Mechanism of the Incidental Production of a Melanin-Like Pigment during 6-Demethylchlortetracycline Production in Streptomyces aureofaciens

The secondary metabolite 6-demethylchlortetracycline (6-DCT), which is produced by Streptomyces aureofaciens, is used as a precursor of semisynthetic tetracyclines. Strains that produce 6-DCT also produce a melanin-like pigment (MP). The correlation between MP production and 6-DCT production was investigated by using S. aureofaciens NRRL 3203. Production of both MP and 6-DCT was repressed by phosphate or ammonium ions, suggesting that syntheses of these compounds are controlled by the same regulators. Ten chlortetracycline-producing recombinants were derived from 6-DCT-producing mutant NRRL 3203 by gene replacement. All of the recombinants produced chlortetracycline but not MP, indicating that MP production is the results of a defect in the 6-methylation step and suggesting that the polyketide nonaketideamide is a common intermediate leading to MP as well as 6-DCT. To further examine the possibility that MP might be synthesized via the 6-DCT-biosynthetic pathway, mutants defective in 6-DCT biosynthesis were derived from a 6-DCT producer. Some of these mutants were able to produce MP, while others, including mutants with mutations in the gene encoding anhydrotetracycline oxygenase, an enzyme catalyzing the penultimate step in the pathway, produced neither 6-DCT nor MP. Production of 6-DCT and production of MP were restored simultaneously by integrative transformation with the corresponding 6-DCT-biosynthetic genes, indicating that some of 6-DCT-biosynthetic enzymes are indispensable for MP production. These findings suggest that a defect in the 6-methylation step results in redirection of carbon flux from a certain intermediate in the 6-DCT-biosynthetic pathway to a shunt pathway and results in MP production.

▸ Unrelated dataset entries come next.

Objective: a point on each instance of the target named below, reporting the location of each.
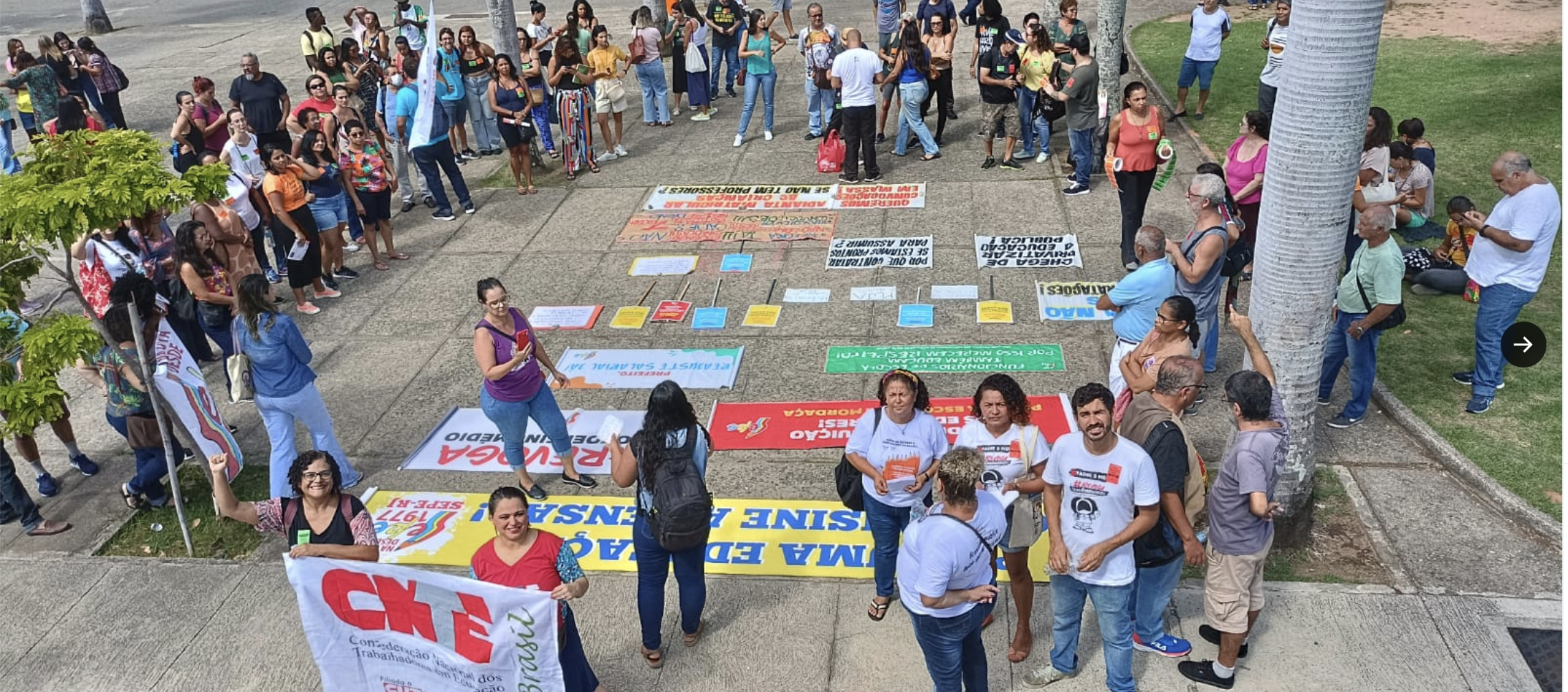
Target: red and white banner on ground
(385, 628)
(469, 441)
(828, 424)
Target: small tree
(74, 183)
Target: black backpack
(682, 511)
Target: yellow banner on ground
(805, 539)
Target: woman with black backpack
(666, 460)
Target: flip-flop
(879, 611)
(653, 658)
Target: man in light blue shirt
(1137, 297)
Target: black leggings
(112, 110)
(941, 88)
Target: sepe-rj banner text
(761, 537)
(828, 424)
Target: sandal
(694, 638)
(879, 610)
(653, 658)
(132, 499)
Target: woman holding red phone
(513, 365)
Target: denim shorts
(330, 212)
(1200, 69)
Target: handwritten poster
(866, 253)
(1038, 251)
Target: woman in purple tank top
(515, 386)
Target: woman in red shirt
(526, 557)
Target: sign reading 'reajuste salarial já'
(1040, 251)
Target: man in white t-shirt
(856, 75)
(1210, 26)
(1101, 493)
(1509, 258)
(1275, 38)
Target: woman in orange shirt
(294, 224)
(1134, 137)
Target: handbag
(142, 432)
(847, 478)
(1395, 319)
(239, 366)
(695, 62)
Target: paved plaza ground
(394, 357)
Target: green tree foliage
(74, 183)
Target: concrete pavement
(394, 357)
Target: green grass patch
(1476, 104)
(211, 536)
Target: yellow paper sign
(798, 539)
(629, 317)
(995, 313)
(763, 316)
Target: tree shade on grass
(1476, 104)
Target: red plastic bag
(830, 154)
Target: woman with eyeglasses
(896, 448)
(285, 383)
(513, 365)
(365, 167)
(317, 518)
(509, 97)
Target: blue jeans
(1037, 130)
(14, 503)
(910, 97)
(730, 54)
(819, 105)
(9, 163)
(1082, 146)
(653, 570)
(656, 92)
(1363, 363)
(512, 419)
(755, 84)
(1496, 309)
(954, 650)
(1115, 630)
(886, 524)
(279, 416)
(1152, 595)
(151, 466)
(433, 160)
(476, 92)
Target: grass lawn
(1476, 104)
(211, 536)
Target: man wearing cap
(999, 80)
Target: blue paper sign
(916, 316)
(709, 317)
(736, 262)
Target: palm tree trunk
(1314, 153)
(1111, 22)
(95, 19)
(504, 27)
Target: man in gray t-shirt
(1240, 514)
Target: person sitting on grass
(1441, 269)
(319, 520)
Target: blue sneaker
(84, 465)
(1167, 645)
(47, 485)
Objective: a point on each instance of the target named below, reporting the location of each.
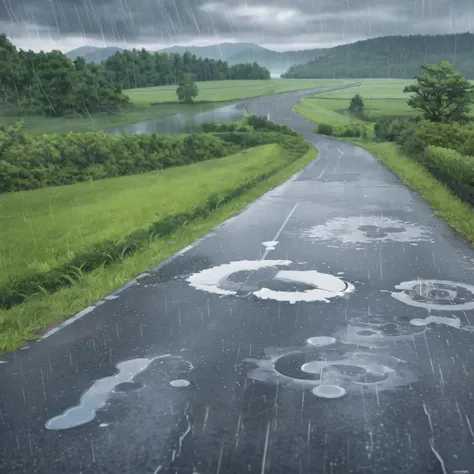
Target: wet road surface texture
(325, 329)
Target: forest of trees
(53, 85)
(133, 69)
(390, 56)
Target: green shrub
(453, 169)
(209, 126)
(325, 129)
(416, 137)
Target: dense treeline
(445, 150)
(30, 162)
(53, 85)
(390, 56)
(133, 69)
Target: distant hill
(233, 53)
(273, 60)
(390, 56)
(93, 54)
(221, 51)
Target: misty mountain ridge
(390, 57)
(233, 53)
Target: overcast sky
(275, 24)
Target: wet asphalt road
(239, 382)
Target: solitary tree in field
(187, 89)
(441, 93)
(356, 105)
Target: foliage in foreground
(441, 93)
(52, 85)
(445, 150)
(27, 321)
(198, 147)
(29, 162)
(187, 89)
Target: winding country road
(328, 328)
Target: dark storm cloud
(281, 23)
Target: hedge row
(108, 252)
(445, 150)
(353, 129)
(453, 169)
(31, 162)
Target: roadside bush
(325, 129)
(453, 169)
(30, 162)
(389, 130)
(209, 126)
(415, 138)
(260, 123)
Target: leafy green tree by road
(441, 93)
(187, 89)
(356, 106)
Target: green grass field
(41, 228)
(383, 98)
(221, 91)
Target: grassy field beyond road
(212, 94)
(382, 97)
(42, 228)
(385, 98)
(219, 91)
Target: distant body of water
(184, 122)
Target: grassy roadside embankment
(56, 222)
(153, 102)
(384, 98)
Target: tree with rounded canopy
(356, 105)
(187, 89)
(441, 93)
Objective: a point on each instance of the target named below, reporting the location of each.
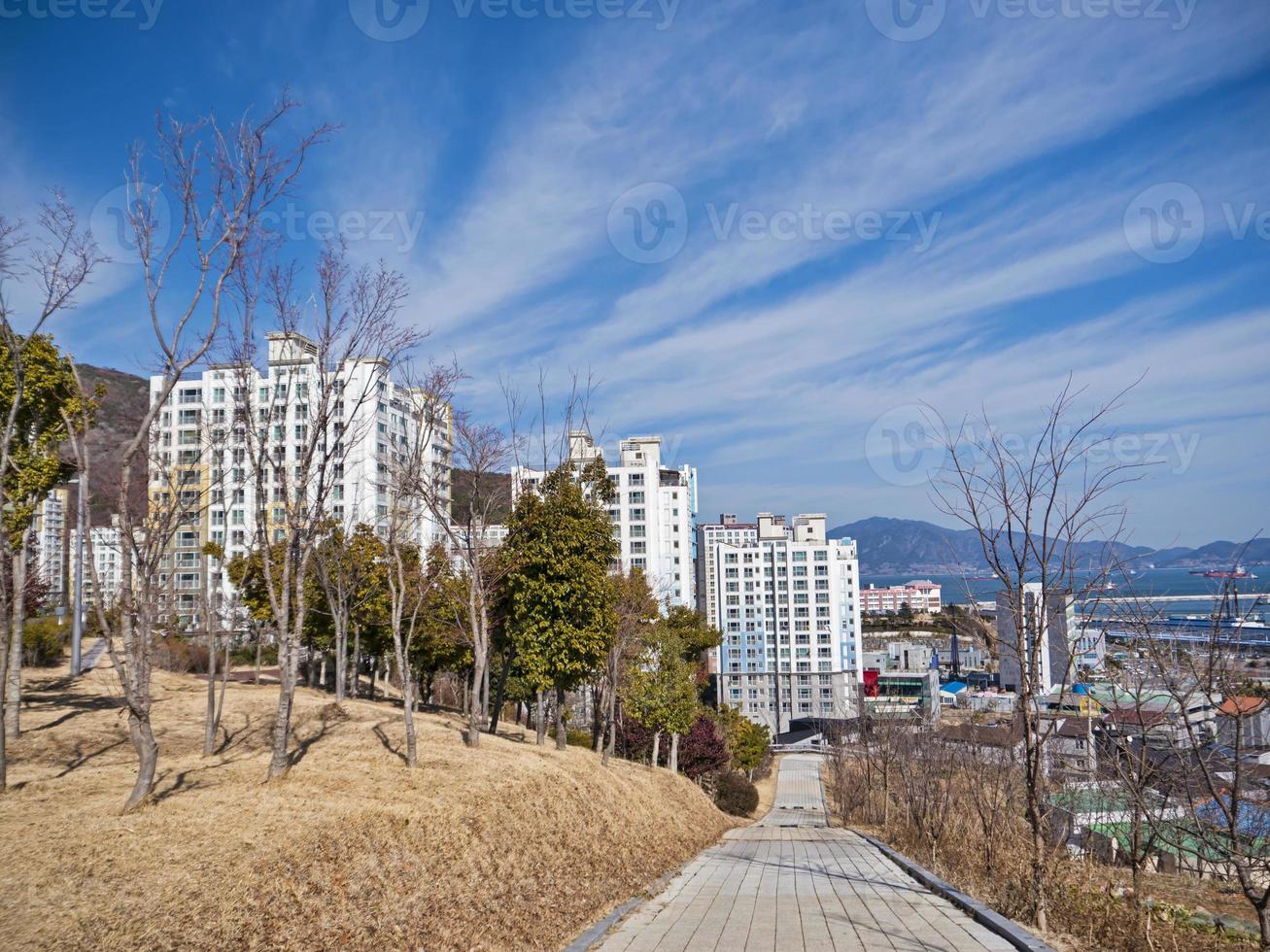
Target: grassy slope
(503, 847)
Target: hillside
(897, 546)
(117, 418)
(516, 844)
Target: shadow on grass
(388, 744)
(327, 717)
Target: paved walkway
(94, 654)
(791, 882)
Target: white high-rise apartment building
(653, 512)
(50, 537)
(1049, 625)
(108, 561)
(789, 607)
(727, 530)
(203, 452)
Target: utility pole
(78, 621)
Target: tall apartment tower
(653, 512)
(202, 451)
(50, 543)
(789, 607)
(1047, 621)
(727, 530)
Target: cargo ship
(1237, 572)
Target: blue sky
(772, 230)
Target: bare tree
(419, 470)
(1033, 507)
(57, 265)
(223, 179)
(1217, 818)
(297, 426)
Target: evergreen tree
(558, 603)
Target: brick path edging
(991, 919)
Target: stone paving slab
(791, 882)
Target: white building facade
(107, 559)
(789, 608)
(1049, 626)
(51, 539)
(220, 425)
(728, 530)
(919, 595)
(653, 512)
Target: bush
(736, 795)
(245, 655)
(702, 749)
(181, 657)
(44, 641)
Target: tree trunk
(340, 661)
(13, 695)
(288, 673)
(612, 724)
(224, 679)
(499, 695)
(597, 724)
(412, 757)
(562, 733)
(357, 661)
(475, 717)
(148, 757)
(210, 721)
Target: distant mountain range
(902, 546)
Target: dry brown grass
(503, 847)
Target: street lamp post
(78, 621)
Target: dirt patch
(505, 847)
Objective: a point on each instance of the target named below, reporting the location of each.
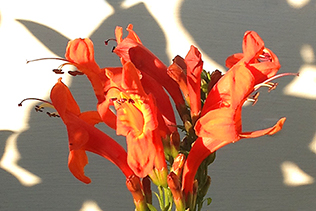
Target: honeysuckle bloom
(131, 49)
(137, 120)
(80, 53)
(220, 121)
(194, 66)
(83, 136)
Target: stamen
(273, 85)
(41, 100)
(75, 72)
(39, 108)
(52, 114)
(254, 98)
(58, 71)
(112, 87)
(34, 60)
(106, 42)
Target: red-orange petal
(77, 160)
(268, 131)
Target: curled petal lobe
(83, 136)
(80, 51)
(269, 131)
(77, 160)
(252, 45)
(194, 66)
(130, 49)
(63, 100)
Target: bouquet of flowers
(133, 99)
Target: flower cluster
(133, 99)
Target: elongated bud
(203, 190)
(178, 75)
(174, 144)
(178, 164)
(175, 187)
(134, 186)
(147, 189)
(215, 76)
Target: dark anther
(58, 71)
(106, 42)
(38, 108)
(52, 114)
(273, 86)
(75, 73)
(113, 99)
(123, 100)
(131, 101)
(255, 98)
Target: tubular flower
(131, 49)
(220, 121)
(80, 53)
(83, 136)
(137, 120)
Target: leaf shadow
(49, 37)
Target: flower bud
(175, 187)
(134, 186)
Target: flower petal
(269, 131)
(77, 160)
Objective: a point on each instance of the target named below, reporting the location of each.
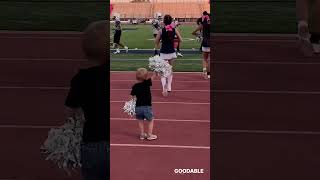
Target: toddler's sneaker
(117, 51)
(152, 137)
(303, 30)
(316, 48)
(143, 136)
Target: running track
(266, 109)
(34, 78)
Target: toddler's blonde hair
(141, 74)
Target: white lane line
(267, 62)
(132, 72)
(265, 132)
(257, 40)
(160, 146)
(164, 120)
(42, 59)
(119, 60)
(254, 35)
(35, 87)
(267, 92)
(67, 88)
(42, 37)
(187, 81)
(163, 102)
(26, 127)
(41, 32)
(10, 126)
(176, 90)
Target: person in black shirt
(88, 93)
(141, 91)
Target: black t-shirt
(142, 91)
(89, 91)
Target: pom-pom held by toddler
(63, 144)
(160, 66)
(129, 107)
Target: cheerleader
(175, 24)
(308, 14)
(156, 27)
(117, 37)
(205, 45)
(167, 51)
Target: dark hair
(167, 19)
(94, 40)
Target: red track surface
(266, 110)
(34, 79)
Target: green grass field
(50, 16)
(260, 16)
(189, 63)
(141, 36)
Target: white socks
(166, 83)
(169, 82)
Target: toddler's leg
(164, 85)
(208, 65)
(151, 136)
(141, 128)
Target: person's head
(141, 74)
(95, 41)
(167, 19)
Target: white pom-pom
(63, 144)
(129, 107)
(160, 66)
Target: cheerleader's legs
(170, 77)
(206, 64)
(167, 81)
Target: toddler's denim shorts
(144, 113)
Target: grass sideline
(141, 36)
(189, 63)
(50, 16)
(260, 16)
(237, 16)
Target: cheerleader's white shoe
(152, 137)
(117, 51)
(316, 48)
(179, 54)
(143, 136)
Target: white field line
(187, 81)
(176, 90)
(164, 120)
(112, 89)
(160, 146)
(265, 132)
(26, 126)
(163, 102)
(42, 59)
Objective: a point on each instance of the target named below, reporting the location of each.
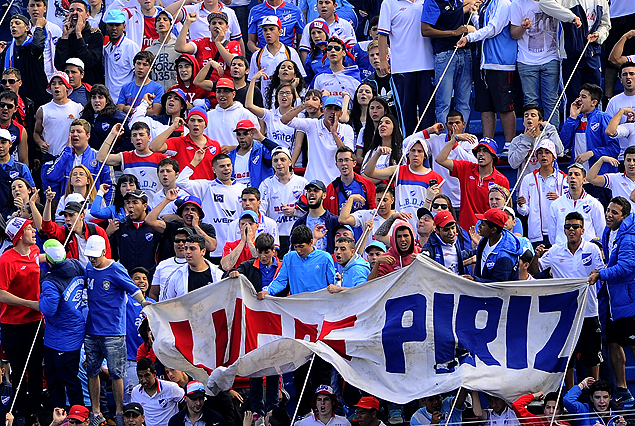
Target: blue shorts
(113, 348)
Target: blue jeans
(458, 78)
(540, 86)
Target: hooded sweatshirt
(401, 259)
(192, 91)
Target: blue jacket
(586, 414)
(502, 263)
(620, 269)
(355, 272)
(61, 303)
(596, 138)
(259, 161)
(313, 273)
(433, 248)
(61, 168)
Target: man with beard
(80, 41)
(192, 214)
(324, 135)
(195, 410)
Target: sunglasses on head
(572, 225)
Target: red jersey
(183, 148)
(474, 190)
(206, 49)
(20, 276)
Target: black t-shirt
(167, 248)
(196, 280)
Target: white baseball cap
(95, 246)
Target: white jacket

由金霉素链霉菌（Streptomyces aureofaciens）产生的次级代谢产物（secondary metabolite）6-去甲基氯四环素（6-demethylchlortetracycline，6-DCT）可用作半合成四环素类药物的前体。产生6-DCT的菌株同时会合成类黑色素色素（melanin-like pigment，MP）。本研究以金霉素链霉菌NRRL 3203为对象，探究了MP合成与6-DCT合成之间的相关性。研究发现，磷酸盐或铵离子会同时抑制MP与6-DCT的合成，这表明二者的合成过程受同一套调控因子的调控。通过基因替换（gene replacement）技术，从6-DCT生产突变株NRRL 3203中获得了10株产氯四环素的重组菌株。所有重组菌株均仅合成氯四环素而不产生MP，这提示MP的合成源于6-甲基化步骤的缺陷，同时表明聚酮九酮酰胺（polyketide nonaketideamide）是同时通往MP与6-DCT的共同中间产物。为进一步验证MP是否通过6-DCT生物合成途径合成，研究人员从6-DCT生产菌株中筛选得到了6-DCT生物合成缺陷突变株。其中部分突变株仍可合成MP，而另一些突变株——包括编码脱水四环素氧化酶（anhydrotetracycline oxygenase，该酶催化该途径倒数第二步反应）的基因发生突变的菌株——则既无法合成6-DCT也无法产生MP。通过将对应的6-DCT生物合成基因进行整合转化（integrative transformation），可同时恢复6-DCT与MP的合成能力，这说明部分6-DCT生物合成酶对于MP的合成是不可或缺的。上述研究结果表明，6-甲基化步骤的缺陷会导致碳通量（carbon flux）从6-DCT生物合成途径中的特定中间产物转向分流途径（shunt pathway），最终引发MP的合成。